Lung cancer symptoms can be mistaken for less serious health conditions, but being one of the most common and serious types of cancer it’s important to recognise all the signs as soon as possible.
One of the most common signs of the disease is a cough, but this can be a sign of asthma, which is considered less serious.
Another sign to look out for is evident in the eyes and linked to the condition jaundice.
Jaundice causes yellowing of the skin but also the whites of the eyes. This can occur when lung cancer spreads to the liver.
Macmillan explains that jaundice can occur if your bile duct becomes blocked by the cancer.
It explains: “The bile duct drains bile from the liver and gall bladder into the bowel.
“If this happens, bile builds up in the liver and flows back into the blood. It makes the skin turn yellow and feel itchy.
“Your doctor may prescribe medicines to help relieve the itching.
“Depending on where the blockage is, the jaundice can sometimes be relieved by putting a narrow tube (stent) into the bile duct to keep it open.
“This allows the bile to flow normally into the small intestine.”
Other symptoms of lung cancer to watch out for include:
- A chest infection that doesn’t get better, or repeated chest infections
- Feeling breathes and wheezy for no reason
- Chest or shoulder pain that doesn’t get better
- A hoarse voice for three weeks or more
- Losing weight for no obvious reason
- Feeling extremely tired
- The ends of fingers change shape - they may become larger or rounded (known as clubbing)
Another sign people may not recognise as being linked to lung cancer is swelling in the face.
Swelling in the face can be a result of a superior vena cava obstruction.
The superior vena cava is a large vein in the chest which carries blood from the upper half of the body into the heart.
A superior vena cava obstruction happens when something blocks this blood flow, explains Macmillan.

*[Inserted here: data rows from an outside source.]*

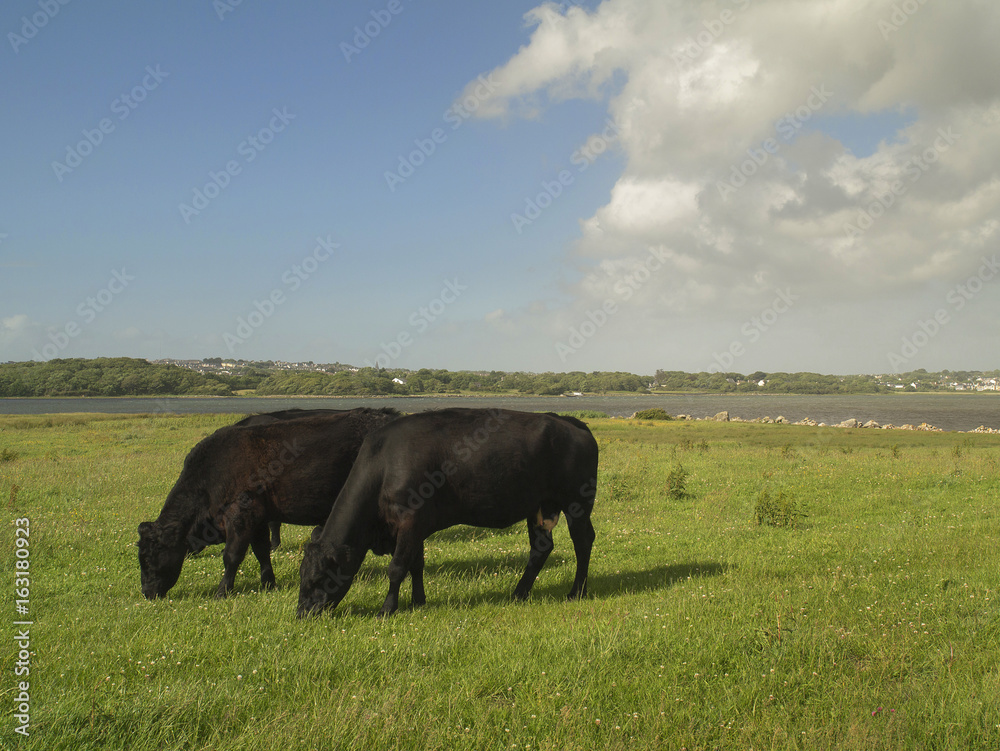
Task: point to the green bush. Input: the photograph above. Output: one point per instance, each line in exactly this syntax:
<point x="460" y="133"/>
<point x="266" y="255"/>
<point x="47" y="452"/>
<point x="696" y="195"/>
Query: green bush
<point x="778" y="509"/>
<point x="677" y="483"/>
<point x="655" y="413"/>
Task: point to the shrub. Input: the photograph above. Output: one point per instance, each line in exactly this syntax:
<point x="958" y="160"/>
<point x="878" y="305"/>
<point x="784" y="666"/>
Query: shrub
<point x="655" y="413"/>
<point x="677" y="483"/>
<point x="777" y="509"/>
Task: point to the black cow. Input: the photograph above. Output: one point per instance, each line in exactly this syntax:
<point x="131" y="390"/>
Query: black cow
<point x="242" y="477"/>
<point x="206" y="533"/>
<point x="428" y="471"/>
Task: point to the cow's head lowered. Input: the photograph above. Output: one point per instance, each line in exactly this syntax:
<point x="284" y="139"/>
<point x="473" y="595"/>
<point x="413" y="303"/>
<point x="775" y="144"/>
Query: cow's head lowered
<point x="325" y="575"/>
<point x="159" y="563"/>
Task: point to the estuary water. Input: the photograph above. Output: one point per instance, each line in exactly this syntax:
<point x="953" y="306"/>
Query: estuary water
<point x="948" y="411"/>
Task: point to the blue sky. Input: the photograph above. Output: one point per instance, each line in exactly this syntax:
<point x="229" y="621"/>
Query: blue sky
<point x="310" y="112"/>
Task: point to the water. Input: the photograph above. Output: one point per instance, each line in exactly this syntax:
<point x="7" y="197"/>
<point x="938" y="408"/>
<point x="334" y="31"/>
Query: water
<point x="947" y="411"/>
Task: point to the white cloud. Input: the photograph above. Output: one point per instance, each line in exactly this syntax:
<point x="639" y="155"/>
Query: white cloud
<point x="719" y="105"/>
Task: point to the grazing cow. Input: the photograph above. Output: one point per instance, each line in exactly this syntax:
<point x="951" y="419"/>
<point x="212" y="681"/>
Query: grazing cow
<point x="428" y="471"/>
<point x="206" y="533"/>
<point x="242" y="477"/>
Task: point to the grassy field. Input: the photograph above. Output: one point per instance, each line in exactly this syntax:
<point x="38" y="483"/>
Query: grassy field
<point x="869" y="621"/>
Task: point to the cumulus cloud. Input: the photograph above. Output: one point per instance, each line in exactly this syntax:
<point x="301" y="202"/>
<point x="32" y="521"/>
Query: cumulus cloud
<point x="736" y="169"/>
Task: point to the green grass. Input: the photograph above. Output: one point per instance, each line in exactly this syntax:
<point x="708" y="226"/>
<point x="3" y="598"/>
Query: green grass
<point x="873" y="623"/>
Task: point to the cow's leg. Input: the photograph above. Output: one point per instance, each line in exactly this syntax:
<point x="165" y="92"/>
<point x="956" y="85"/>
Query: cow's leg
<point x="581" y="531"/>
<point x="235" y="551"/>
<point x="262" y="551"/>
<point x="243" y="522"/>
<point x="541" y="546"/>
<point x="417" y="579"/>
<point x="409" y="546"/>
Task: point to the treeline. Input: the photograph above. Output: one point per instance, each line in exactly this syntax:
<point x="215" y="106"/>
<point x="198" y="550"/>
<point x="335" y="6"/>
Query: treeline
<point x="372" y="381"/>
<point x="114" y="376"/>
<point x="124" y="376"/>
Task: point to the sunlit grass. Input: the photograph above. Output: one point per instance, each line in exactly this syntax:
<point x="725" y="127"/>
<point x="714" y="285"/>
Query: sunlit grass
<point x="871" y="624"/>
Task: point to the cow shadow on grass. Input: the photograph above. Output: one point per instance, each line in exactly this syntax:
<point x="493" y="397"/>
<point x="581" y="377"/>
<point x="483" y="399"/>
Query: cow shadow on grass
<point x="497" y="575"/>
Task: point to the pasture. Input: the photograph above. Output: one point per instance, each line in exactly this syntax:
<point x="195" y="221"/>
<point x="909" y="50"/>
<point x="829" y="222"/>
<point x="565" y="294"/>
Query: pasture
<point x="869" y="621"/>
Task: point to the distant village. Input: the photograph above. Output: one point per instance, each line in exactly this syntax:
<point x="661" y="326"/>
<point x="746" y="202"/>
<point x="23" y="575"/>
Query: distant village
<point x="916" y="381"/>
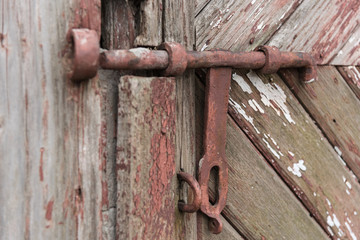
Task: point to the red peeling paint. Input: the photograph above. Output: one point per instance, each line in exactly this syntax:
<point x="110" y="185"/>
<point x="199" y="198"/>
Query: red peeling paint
<point x="104" y="193"/>
<point x="49" y="209"/>
<point x="137" y="178"/>
<point x="41" y="173"/>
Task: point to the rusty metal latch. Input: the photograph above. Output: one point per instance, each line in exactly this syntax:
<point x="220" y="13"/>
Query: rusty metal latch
<point x="172" y="59"/>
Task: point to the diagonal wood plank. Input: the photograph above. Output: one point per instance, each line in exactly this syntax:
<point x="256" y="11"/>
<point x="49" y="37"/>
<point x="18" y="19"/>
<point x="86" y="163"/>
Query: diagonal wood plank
<point x="146" y="159"/>
<point x="351" y="75"/>
<point x="320" y="28"/>
<point x="240" y="25"/>
<point x="259" y="204"/>
<point x="350" y="52"/>
<point x="280" y="128"/>
<point x="335" y="108"/>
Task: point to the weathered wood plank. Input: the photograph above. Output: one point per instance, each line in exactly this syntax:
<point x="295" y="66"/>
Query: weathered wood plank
<point x="228" y="232"/>
<point x="43" y="194"/>
<point x="350" y="52"/>
<point x="320" y="28"/>
<point x="352" y="76"/>
<point x="150" y="26"/>
<point x="284" y="133"/>
<point x="118" y="32"/>
<point x="259" y="204"/>
<point x="240" y="25"/>
<point x="146" y="158"/>
<point x="335" y="108"/>
<point x="179" y="27"/>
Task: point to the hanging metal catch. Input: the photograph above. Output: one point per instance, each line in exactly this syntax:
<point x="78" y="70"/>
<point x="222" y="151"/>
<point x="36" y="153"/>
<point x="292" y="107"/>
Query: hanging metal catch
<point x="172" y="59"/>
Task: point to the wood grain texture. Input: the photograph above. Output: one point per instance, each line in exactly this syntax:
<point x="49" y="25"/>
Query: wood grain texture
<point x="320" y="28"/>
<point x="284" y="133"/>
<point x="44" y="153"/>
<point x="228" y="232"/>
<point x="351" y="75"/>
<point x="335" y="108"/>
<point x="118" y="32"/>
<point x="150" y="25"/>
<point x="259" y="204"/>
<point x="178" y="26"/>
<point x="350" y="52"/>
<point x="146" y="158"/>
<point x="240" y="25"/>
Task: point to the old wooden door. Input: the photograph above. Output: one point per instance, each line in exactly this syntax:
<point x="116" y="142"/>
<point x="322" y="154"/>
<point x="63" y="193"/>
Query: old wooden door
<point x="98" y="159"/>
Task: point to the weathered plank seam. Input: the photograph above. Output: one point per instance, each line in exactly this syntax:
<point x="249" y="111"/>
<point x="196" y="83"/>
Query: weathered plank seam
<point x="294" y="188"/>
<point x="344" y="155"/>
<point x="277" y="29"/>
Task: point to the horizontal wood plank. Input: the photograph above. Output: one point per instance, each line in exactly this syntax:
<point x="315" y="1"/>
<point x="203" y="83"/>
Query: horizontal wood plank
<point x="228" y="232"/>
<point x="259" y="204"/>
<point x="335" y="108"/>
<point x="240" y="25"/>
<point x="281" y="129"/>
<point x="320" y="28"/>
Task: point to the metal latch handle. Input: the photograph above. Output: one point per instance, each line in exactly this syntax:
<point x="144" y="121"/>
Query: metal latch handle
<point x="172" y="59"/>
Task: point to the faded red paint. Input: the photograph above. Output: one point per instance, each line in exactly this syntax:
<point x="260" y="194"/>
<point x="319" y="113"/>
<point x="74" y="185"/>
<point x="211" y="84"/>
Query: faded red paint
<point x="137" y="177"/>
<point x="49" y="209"/>
<point x="104" y="193"/>
<point x="41" y="173"/>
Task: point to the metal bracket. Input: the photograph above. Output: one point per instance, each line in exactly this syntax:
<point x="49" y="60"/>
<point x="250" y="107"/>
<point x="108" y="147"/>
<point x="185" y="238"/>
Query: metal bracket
<point x="172" y="59"/>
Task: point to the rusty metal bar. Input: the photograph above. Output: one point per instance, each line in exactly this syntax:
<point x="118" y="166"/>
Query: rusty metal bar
<point x="173" y="59"/>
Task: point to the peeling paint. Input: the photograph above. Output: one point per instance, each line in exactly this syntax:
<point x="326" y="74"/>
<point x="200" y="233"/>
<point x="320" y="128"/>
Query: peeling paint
<point x="242" y="83"/>
<point x="272" y="96"/>
<point x="240" y="111"/>
<point x="350" y="231"/>
<point x="297" y="167"/>
<point x="271" y="149"/>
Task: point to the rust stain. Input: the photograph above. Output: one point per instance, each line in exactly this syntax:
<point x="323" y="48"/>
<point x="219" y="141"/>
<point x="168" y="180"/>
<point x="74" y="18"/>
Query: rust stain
<point x="41" y="173"/>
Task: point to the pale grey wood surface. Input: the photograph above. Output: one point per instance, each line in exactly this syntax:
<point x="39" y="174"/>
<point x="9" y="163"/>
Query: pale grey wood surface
<point x="285" y="134"/>
<point x="322" y="28"/>
<point x="240" y="25"/>
<point x="179" y="27"/>
<point x="51" y="142"/>
<point x="335" y="108"/>
<point x="259" y="204"/>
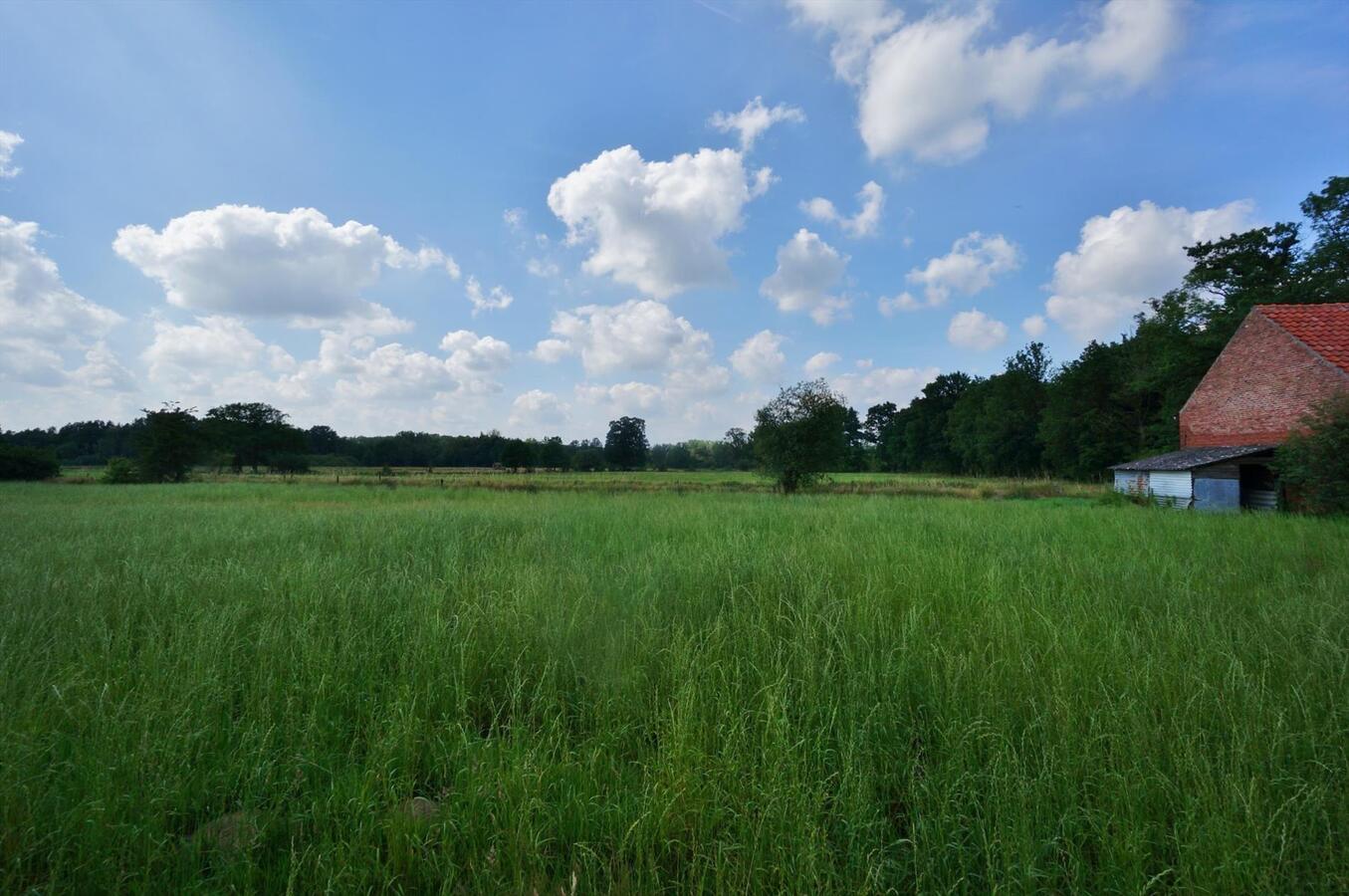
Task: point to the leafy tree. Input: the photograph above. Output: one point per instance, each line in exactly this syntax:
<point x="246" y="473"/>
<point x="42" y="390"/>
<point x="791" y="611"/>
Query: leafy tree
<point x="625" y="445"/>
<point x="1314" y="462"/>
<point x="995" y="425"/>
<point x="1089" y="421"/>
<point x="1323" y="272"/>
<point x="323" y="440"/>
<point x="588" y="459"/>
<point x="253" y="432"/>
<point x="169" y="443"/>
<point x="517" y="455"/>
<point x="120" y="471"/>
<point x="30" y="464"/>
<point x="918" y="437"/>
<point x="554" y="454"/>
<point x="801" y="435"/>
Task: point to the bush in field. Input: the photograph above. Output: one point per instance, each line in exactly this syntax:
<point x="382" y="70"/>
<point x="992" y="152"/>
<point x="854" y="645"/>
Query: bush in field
<point x="27" y="463"/>
<point x="1315" y="463"/>
<point x="801" y="435"/>
<point x="626" y="445"/>
<point x="120" y="471"/>
<point x="517" y="455"/>
<point x="169" y="443"/>
<point x="289" y="463"/>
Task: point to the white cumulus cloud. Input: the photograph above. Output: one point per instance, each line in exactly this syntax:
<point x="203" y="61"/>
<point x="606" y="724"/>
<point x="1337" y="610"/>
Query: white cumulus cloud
<point x="635" y="335"/>
<point x="808" y="273"/>
<point x="870" y="201"/>
<point x="755" y="118"/>
<point x="819" y="363"/>
<point x="760" y="357"/>
<point x="537" y="406"/>
<point x="654" y="226"/>
<point x="1131" y="255"/>
<point x="968" y="269"/>
<point x="932" y="88"/>
<point x="8" y="143"/>
<point x="242" y="259"/>
<point x="878" y="384"/>
<point x="495" y="299"/>
<point x="976" y="331"/>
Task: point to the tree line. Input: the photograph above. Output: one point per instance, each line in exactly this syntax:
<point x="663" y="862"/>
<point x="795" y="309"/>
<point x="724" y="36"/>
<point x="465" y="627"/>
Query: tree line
<point x="1116" y="401"/>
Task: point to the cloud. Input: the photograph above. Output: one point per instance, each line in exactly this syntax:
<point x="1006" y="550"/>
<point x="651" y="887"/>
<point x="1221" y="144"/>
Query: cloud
<point x="1131" y="255"/>
<point x="755" y="118"/>
<point x="45" y="326"/>
<point x="242" y="259"/>
<point x="494" y="300"/>
<point x="806" y="270"/>
<point x="968" y="269"/>
<point x="976" y="331"/>
<point x="884" y="383"/>
<point x="34" y="300"/>
<point x="870" y="200"/>
<point x="931" y="90"/>
<point x="8" y="143"/>
<point x="193" y="355"/>
<point x="760" y="356"/>
<point x="471" y="353"/>
<point x="635" y="335"/>
<point x="543" y="268"/>
<point x="817" y="363"/>
<point x="537" y="406"/>
<point x="654" y="226"/>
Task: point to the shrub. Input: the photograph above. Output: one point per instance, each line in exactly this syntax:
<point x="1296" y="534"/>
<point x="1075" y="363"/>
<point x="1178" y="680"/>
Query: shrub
<point x="289" y="463"/>
<point x="120" y="471"/>
<point x="27" y="463"/>
<point x="1314" y="462"/>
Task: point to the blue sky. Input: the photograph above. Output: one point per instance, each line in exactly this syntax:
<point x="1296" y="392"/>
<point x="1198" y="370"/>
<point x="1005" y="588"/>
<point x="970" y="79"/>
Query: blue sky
<point x="524" y="216"/>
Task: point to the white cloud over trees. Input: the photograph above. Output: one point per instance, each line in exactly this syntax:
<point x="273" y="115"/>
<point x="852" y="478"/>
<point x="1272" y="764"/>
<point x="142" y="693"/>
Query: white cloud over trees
<point x="656" y="226"/>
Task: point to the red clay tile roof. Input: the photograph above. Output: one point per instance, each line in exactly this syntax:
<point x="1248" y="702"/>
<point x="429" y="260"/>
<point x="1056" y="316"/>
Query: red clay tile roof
<point x="1323" y="329"/>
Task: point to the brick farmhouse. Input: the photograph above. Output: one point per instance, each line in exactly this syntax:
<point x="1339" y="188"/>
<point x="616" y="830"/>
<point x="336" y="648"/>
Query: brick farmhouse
<point x="1280" y="363"/>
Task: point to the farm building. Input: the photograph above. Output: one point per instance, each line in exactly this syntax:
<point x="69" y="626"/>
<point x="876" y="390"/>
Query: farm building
<point x="1276" y="367"/>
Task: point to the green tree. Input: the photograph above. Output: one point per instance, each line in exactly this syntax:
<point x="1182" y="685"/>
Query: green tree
<point x="918" y="437"/>
<point x="31" y="464"/>
<point x="625" y="445"/>
<point x="1089" y="421"/>
<point x="995" y="425"/>
<point x="801" y="435"/>
<point x="517" y="455"/>
<point x="169" y="443"/>
<point x="1323" y="272"/>
<point x="552" y="455"/>
<point x="253" y="432"/>
<point x="1314" y="462"/>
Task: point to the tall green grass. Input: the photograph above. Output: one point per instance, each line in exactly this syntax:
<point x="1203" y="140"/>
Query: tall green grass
<point x="667" y="693"/>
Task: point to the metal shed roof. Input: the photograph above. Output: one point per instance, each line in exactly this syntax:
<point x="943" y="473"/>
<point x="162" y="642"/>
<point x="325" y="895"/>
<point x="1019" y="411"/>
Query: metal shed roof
<point x="1192" y="458"/>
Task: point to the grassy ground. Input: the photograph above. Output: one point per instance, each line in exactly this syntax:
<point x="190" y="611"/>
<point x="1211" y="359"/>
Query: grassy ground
<point x="870" y="483"/>
<point x="240" y="686"/>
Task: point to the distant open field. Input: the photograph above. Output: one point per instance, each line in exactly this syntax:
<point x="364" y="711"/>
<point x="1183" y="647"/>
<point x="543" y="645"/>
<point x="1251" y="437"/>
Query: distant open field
<point x="872" y="483"/>
<point x="629" y="688"/>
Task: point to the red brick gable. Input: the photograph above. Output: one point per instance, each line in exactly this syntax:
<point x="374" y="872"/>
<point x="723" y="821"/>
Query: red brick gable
<point x="1322" y="329"/>
<point x="1262" y="383"/>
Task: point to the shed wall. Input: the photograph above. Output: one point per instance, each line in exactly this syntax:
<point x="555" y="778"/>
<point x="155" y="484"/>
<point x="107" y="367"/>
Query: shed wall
<point x="1175" y="487"/>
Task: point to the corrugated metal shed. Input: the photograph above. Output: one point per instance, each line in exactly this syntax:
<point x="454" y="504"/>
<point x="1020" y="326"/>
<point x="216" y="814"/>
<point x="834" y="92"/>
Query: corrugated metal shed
<point x="1192" y="458"/>
<point x="1173" y="487"/>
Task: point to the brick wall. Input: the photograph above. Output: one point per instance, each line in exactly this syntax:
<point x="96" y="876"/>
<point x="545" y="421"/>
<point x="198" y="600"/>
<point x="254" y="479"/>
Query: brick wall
<point x="1257" y="389"/>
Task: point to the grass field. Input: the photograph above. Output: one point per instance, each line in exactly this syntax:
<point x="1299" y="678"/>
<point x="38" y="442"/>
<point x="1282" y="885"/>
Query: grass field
<point x="665" y="691"/>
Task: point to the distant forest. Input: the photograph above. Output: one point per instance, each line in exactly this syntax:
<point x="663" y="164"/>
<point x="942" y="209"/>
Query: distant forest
<point x="1113" y="402"/>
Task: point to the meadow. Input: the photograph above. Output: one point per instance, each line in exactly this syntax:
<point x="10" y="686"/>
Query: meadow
<point x="467" y="687"/>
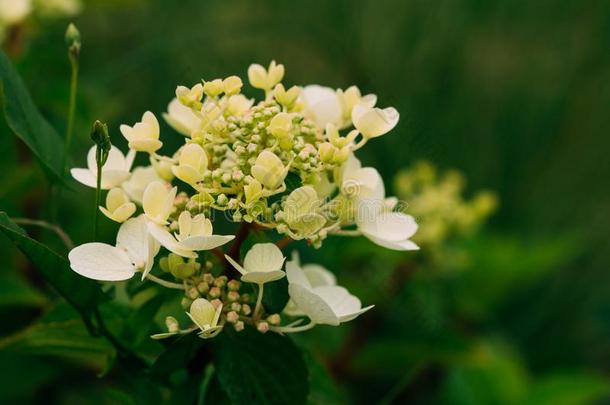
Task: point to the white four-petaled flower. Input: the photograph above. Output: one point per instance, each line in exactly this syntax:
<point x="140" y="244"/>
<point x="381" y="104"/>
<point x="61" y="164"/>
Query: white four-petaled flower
<point x="194" y="234"/>
<point x="206" y="317"/>
<point x="372" y="122"/>
<point x="118" y="207"/>
<point x="135" y="250"/>
<point x="262" y="264"/>
<point x="158" y="201"/>
<point x="323" y="304"/>
<point x="144" y="135"/>
<point x="182" y="118"/>
<point x="114" y="172"/>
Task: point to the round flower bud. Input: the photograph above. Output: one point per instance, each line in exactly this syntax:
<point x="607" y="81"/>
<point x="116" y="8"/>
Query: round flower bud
<point x="262" y="327"/>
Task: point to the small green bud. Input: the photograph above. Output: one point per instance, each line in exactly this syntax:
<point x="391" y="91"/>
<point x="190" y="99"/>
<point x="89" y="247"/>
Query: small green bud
<point x="186" y="302"/>
<point x="163" y="263"/>
<point x="262" y="327"/>
<point x="232" y="317"/>
<point x="214" y="292"/>
<point x="192" y="293"/>
<point x="73" y="40"/>
<point x="99" y="135"/>
<point x="233" y="285"/>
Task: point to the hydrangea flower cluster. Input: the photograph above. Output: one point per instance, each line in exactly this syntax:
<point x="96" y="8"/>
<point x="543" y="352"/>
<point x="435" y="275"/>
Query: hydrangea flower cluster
<point x="285" y="164"/>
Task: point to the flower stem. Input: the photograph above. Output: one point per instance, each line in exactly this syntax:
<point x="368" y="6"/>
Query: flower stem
<point x="167" y="284"/>
<point x="346" y="232"/>
<point x="259" y="301"/>
<point x="98" y="196"/>
<point x="293" y="329"/>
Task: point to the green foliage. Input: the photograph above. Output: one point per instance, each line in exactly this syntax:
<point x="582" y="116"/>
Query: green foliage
<point x="61" y="333"/>
<point x="260" y="369"/>
<point x="82" y="293"/>
<point x="276" y="296"/>
<point x="24" y="119"/>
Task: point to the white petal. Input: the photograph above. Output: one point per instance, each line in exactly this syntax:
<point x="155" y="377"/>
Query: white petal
<point x="157" y="201"/>
<point x="167" y="240"/>
<point x="237" y="266"/>
<point x="262" y="277"/>
<point x="181" y="118"/>
<point x="100" y="261"/>
<point x="312" y="305"/>
<point x="206" y="242"/>
<point x="202" y="312"/>
<point x="295" y="274"/>
<point x="263" y="257"/>
<point x="113" y="178"/>
<point x="323" y="105"/>
<point x="133" y="238"/>
<point x="374" y="122"/>
<point x="364" y="183"/>
<point x="318" y="275"/>
<point x="390" y="226"/>
<point x="399" y="245"/>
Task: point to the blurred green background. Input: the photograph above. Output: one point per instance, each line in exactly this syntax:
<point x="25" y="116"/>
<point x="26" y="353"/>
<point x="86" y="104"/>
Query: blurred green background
<point x="514" y="94"/>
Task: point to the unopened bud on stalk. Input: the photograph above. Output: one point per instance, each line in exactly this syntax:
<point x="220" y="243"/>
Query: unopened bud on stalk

The British charity adds on its website: “Superior vena cava obstruction is usually caused by lung cancer near to this vein. The cancer may be pressing on the vein or it may have spread to the lymph nodes nearby, causing them to swell.
“It can also be caused by a blood clot blocking the vein. This can happen if you’re having treatment through a central line.”
How do you treat superior vena cava?
Treatment may vary - a small tube can be put in the vein to keep it open, or radiotherapy or chemotherapy are also options.